# Wallerholz



## Saildog (Aug 2, 2004)

On a recent trip to Germany, I made it a point to stop at a tackle shop and see how people on the other side of the pond fish. One thing that I saw that I didn't understand was a "Wallerholz"...which is a funny shaped stick. Kind of like a hatchet handle, but bent. I couldn't find anyone who could speak English any better than my German (which is enough to start a good bar fight), so I looked it up on the internet:

http://www.fachversand-stollenwerk.de/modules.php?name=News&file=article&sid=195

A Waller is a relative of the catfish, but with a tail that more resembles a bowfin. They get huge (bigger than a flathead) and ugly. The Wallerholz is supposed to be dragged back and forth in the water at a specific speed and angle. The sound of the bubbles the stick makes is supposed to cause the fish to rise. There are even different sticks for different species of Waller and catfish as well as different rivers. 

Now I'm not saying that I believe this crap. Just wanted to pass along what I saw...


----------



## shuvlhed1 (Apr 13, 2004)

Also called clonks


----------



## katfish (Apr 7, 2004)

Saildog

The fish you are referring to are Wels catfish(Silurus glanis ). They do indeed get large.
Their bottom jaw protrudes which allows them to attack baitfish much better than US catfish.

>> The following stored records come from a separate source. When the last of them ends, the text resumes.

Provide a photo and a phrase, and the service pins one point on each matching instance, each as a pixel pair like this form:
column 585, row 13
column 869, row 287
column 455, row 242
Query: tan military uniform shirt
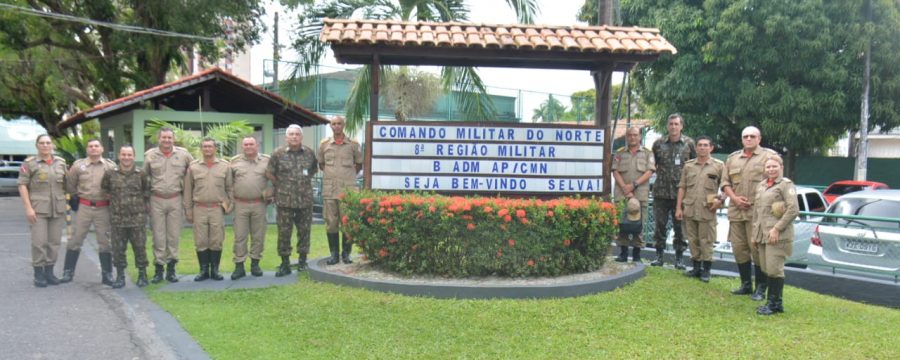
column 45, row 182
column 631, row 167
column 743, row 174
column 84, row 178
column 338, row 163
column 250, row 182
column 766, row 213
column 208, row 185
column 700, row 181
column 167, row 172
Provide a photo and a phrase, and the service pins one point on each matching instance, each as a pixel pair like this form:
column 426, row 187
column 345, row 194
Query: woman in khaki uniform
column 41, row 186
column 774, row 211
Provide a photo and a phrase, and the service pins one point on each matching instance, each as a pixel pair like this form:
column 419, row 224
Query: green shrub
column 414, row 233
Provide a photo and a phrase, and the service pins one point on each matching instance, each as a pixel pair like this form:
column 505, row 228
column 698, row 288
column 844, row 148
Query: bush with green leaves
column 415, row 233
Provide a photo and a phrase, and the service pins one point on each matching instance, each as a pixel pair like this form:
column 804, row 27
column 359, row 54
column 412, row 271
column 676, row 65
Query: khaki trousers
column 209, row 228
column 249, row 221
column 772, row 258
column 46, row 235
column 739, row 233
column 166, row 219
column 87, row 215
column 701, row 238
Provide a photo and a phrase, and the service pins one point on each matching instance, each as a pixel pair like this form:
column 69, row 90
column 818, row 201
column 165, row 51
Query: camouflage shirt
column 670, row 158
column 291, row 172
column 128, row 194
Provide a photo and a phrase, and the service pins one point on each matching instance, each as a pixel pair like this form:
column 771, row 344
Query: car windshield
column 866, row 207
column 844, row 189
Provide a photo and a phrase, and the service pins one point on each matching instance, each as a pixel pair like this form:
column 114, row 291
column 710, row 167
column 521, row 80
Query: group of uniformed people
column 691, row 185
column 172, row 187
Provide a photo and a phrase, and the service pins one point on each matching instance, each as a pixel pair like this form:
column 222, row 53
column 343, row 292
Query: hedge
column 416, row 233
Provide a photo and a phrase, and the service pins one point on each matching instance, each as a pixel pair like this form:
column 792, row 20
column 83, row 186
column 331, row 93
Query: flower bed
column 413, row 233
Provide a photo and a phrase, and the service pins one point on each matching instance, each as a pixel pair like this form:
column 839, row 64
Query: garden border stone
column 318, row 272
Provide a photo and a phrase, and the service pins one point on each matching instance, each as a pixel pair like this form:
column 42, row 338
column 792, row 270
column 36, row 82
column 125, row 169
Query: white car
column 866, row 246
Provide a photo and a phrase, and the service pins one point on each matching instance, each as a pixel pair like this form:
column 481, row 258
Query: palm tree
column 474, row 101
column 550, row 110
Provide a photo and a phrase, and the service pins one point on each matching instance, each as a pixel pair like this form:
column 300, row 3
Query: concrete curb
column 318, row 272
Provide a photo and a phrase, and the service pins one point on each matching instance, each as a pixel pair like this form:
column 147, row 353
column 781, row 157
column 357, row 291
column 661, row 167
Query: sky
column 536, row 84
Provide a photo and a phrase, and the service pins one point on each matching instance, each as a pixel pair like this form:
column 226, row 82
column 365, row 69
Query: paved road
column 79, row 320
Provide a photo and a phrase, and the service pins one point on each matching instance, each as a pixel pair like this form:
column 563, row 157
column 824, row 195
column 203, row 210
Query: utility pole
column 863, row 151
column 276, row 56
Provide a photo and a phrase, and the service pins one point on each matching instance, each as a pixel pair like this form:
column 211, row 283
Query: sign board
column 495, row 158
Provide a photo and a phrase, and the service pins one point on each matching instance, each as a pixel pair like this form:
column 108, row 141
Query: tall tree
column 792, row 68
column 60, row 55
column 474, row 101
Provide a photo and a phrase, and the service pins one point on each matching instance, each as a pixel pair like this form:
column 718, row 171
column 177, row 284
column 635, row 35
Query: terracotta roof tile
column 629, row 40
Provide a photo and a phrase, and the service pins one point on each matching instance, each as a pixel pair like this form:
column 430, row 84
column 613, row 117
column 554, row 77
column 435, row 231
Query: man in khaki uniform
column 632, row 167
column 774, row 211
column 83, row 180
column 340, row 159
column 207, row 191
column 697, row 203
column 251, row 195
column 166, row 166
column 41, row 188
column 743, row 172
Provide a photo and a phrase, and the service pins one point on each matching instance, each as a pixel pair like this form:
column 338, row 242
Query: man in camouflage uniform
column 166, row 166
column 632, row 167
column 697, row 203
column 340, row 159
column 743, row 172
column 129, row 192
column 251, row 195
column 291, row 167
column 207, row 197
column 670, row 153
column 83, row 180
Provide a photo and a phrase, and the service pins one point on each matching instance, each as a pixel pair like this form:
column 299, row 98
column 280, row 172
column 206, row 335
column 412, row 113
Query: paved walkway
column 82, row 319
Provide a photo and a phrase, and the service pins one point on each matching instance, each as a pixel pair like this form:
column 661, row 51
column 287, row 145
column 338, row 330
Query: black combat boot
column 704, row 274
column 171, row 276
column 39, row 279
column 285, row 267
column 746, row 284
column 678, row 255
column 238, row 271
column 254, row 268
column 636, row 254
column 69, row 265
column 659, row 258
column 48, row 274
column 120, row 278
column 695, row 270
column 347, row 247
column 761, row 284
column 774, row 303
column 215, row 257
column 157, row 276
column 203, row 259
column 106, row 268
column 142, row 277
column 333, row 247
column 623, row 254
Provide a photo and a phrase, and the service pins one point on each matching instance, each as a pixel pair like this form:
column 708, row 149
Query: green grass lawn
column 663, row 315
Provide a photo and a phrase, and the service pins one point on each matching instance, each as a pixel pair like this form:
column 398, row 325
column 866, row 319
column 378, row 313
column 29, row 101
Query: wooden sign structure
column 597, row 49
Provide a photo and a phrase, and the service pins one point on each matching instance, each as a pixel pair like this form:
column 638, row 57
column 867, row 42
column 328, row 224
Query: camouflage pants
column 287, row 219
column 121, row 237
column 663, row 209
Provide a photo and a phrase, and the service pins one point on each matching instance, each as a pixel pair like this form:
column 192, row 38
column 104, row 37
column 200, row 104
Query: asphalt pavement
column 82, row 319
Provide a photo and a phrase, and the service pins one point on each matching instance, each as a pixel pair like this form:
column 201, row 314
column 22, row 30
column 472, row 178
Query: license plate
column 861, row 246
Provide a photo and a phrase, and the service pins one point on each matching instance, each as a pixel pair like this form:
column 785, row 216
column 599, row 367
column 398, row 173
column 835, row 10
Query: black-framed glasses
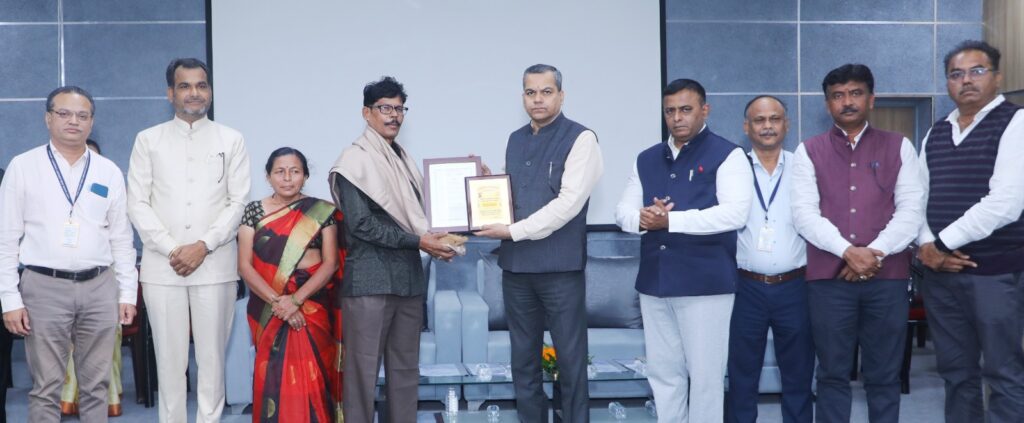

In theory a clonk imitates the sound of thrashing baitfish. I cannot say if it actually works in practice.


----------



## leckig (May 11, 2005)

what do you guys think would happen if they introduce Wels to the USA? Whould you be happy if they do? They would sure be feeding on carp when large.


----------



## catfish_hunter (May 31, 2005)

I think id rather stick to the American Catfish...


----------